People were apalled.

Things like this happen all of the time.  When Bubba was born and had to spend his first three weeks of life in the NICU we made jokes.  Jokes about how my dad decided to call him Bubba, based totally on the fact that he was a 3lb 14oz Caucasian Male, not a 350lb African American linebacker.  Or captain of a shrimp boat.  Or on death row.
 
We laughed.  Some of the nurses didn't.

Tonight while going over the chosen reading for Saturday's funeral my Spidey-senses kicked in.  We were mourning the loss of a great man, but this great man also had that wonderful sense of humor that runs throughout our entire family.

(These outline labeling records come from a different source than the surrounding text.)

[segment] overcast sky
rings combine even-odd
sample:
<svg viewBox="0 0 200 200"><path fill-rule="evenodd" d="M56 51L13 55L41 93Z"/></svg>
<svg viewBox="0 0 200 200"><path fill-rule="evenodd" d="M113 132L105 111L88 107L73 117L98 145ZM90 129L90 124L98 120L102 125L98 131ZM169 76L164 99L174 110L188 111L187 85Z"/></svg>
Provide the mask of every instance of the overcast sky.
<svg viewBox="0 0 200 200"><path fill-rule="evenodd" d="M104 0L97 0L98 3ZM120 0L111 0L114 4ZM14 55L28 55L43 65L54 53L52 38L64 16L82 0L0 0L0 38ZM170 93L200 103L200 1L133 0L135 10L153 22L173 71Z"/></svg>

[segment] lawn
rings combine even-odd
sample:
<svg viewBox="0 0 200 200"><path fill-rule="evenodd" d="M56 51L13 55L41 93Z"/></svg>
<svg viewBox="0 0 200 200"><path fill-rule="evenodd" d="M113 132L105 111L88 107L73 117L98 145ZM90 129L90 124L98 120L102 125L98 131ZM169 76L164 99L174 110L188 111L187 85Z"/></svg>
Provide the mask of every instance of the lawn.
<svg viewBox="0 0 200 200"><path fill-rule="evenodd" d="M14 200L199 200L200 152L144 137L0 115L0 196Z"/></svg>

Jesus wore a lamp shade.  God only moons at night.  I even get to say "smite" in a sentence and not have it be because I'm quoting Monty Python.

Mother laughed.  I laughed.  Gramma giggled.

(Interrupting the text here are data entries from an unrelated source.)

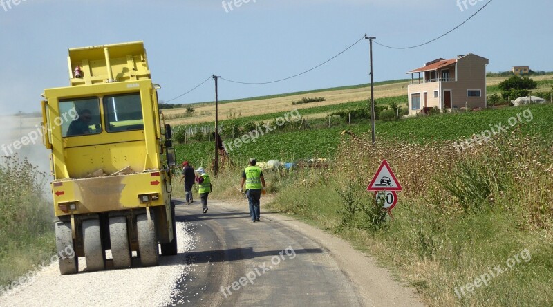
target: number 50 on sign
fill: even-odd
[[[397,194],[395,191],[379,191],[375,194],[376,203],[382,203],[383,209],[391,210],[397,204]]]

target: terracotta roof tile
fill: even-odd
[[[413,71],[407,72],[407,73],[420,73],[422,71],[435,71],[437,69],[440,69],[442,67],[445,67],[452,64],[457,63],[457,59],[444,59],[442,61],[439,61],[435,63],[433,63],[429,65],[427,65],[426,66],[422,66],[420,68],[414,69]]]

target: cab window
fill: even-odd
[[[106,131],[129,131],[144,129],[140,93],[104,97]]]
[[[100,100],[88,97],[59,100],[59,116],[54,120],[61,126],[64,138],[102,132]]]

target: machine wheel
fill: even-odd
[[[152,221],[153,221],[152,216]],[[138,250],[140,252],[140,263],[142,266],[155,266],[159,263],[158,238],[156,225],[150,229],[150,223],[146,214],[136,216],[136,230],[138,232]]]
[[[115,216],[109,218],[109,240],[111,243],[111,254],[113,268],[130,268],[131,248],[126,230],[126,218]]]
[[[84,257],[89,272],[106,268],[106,254],[102,248],[100,220],[86,220],[82,222]]]
[[[161,245],[162,256],[175,256],[177,254],[177,228],[175,218],[175,205],[171,204],[171,218],[173,221],[173,241]]]
[[[79,257],[73,247],[73,239],[71,236],[71,223],[57,222],[56,228],[56,250],[62,253],[59,257],[59,272],[62,275],[75,274],[79,272]],[[73,257],[68,257],[73,254]],[[59,254],[58,254],[59,255]],[[64,258],[65,257],[65,258]]]

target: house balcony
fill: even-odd
[[[433,83],[433,82],[456,82],[457,80],[455,78],[436,78],[436,79],[423,79],[423,80],[411,80],[411,84],[422,84],[424,83]]]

And I know a great man, his older sister and her husband are looking down, watching, sharing a drink and laughing.  All three of them proud of the families they've created.

2 comments:

Courtney Batal said...

You are hilarious and an awesome blog writer, and yes still to this day I would rather do CPR in front of a large group of people than read outloud in front of a group. I still to this day and probably always will hate reading in front of groups, but thats why we have you now isn't it!!! :)

Nerma said...

Your family is so much like my mom's side (as you well know). When Grandpa died in December, and my cousin Beth and I were going over our reading with another cousin Steve, we got to the word 'abundance'. Steve got up, wiggled his butt and said " a BUN dance?". We could not stop laughing. And then we realized that Grandpa would have done the EXACT same thing. I managed to make it look like I was crying as Beth and I started giggling at that part of the reading. My family wouldn't mind, but I sure the rest of the parishoners would think we were disrepectful heathens.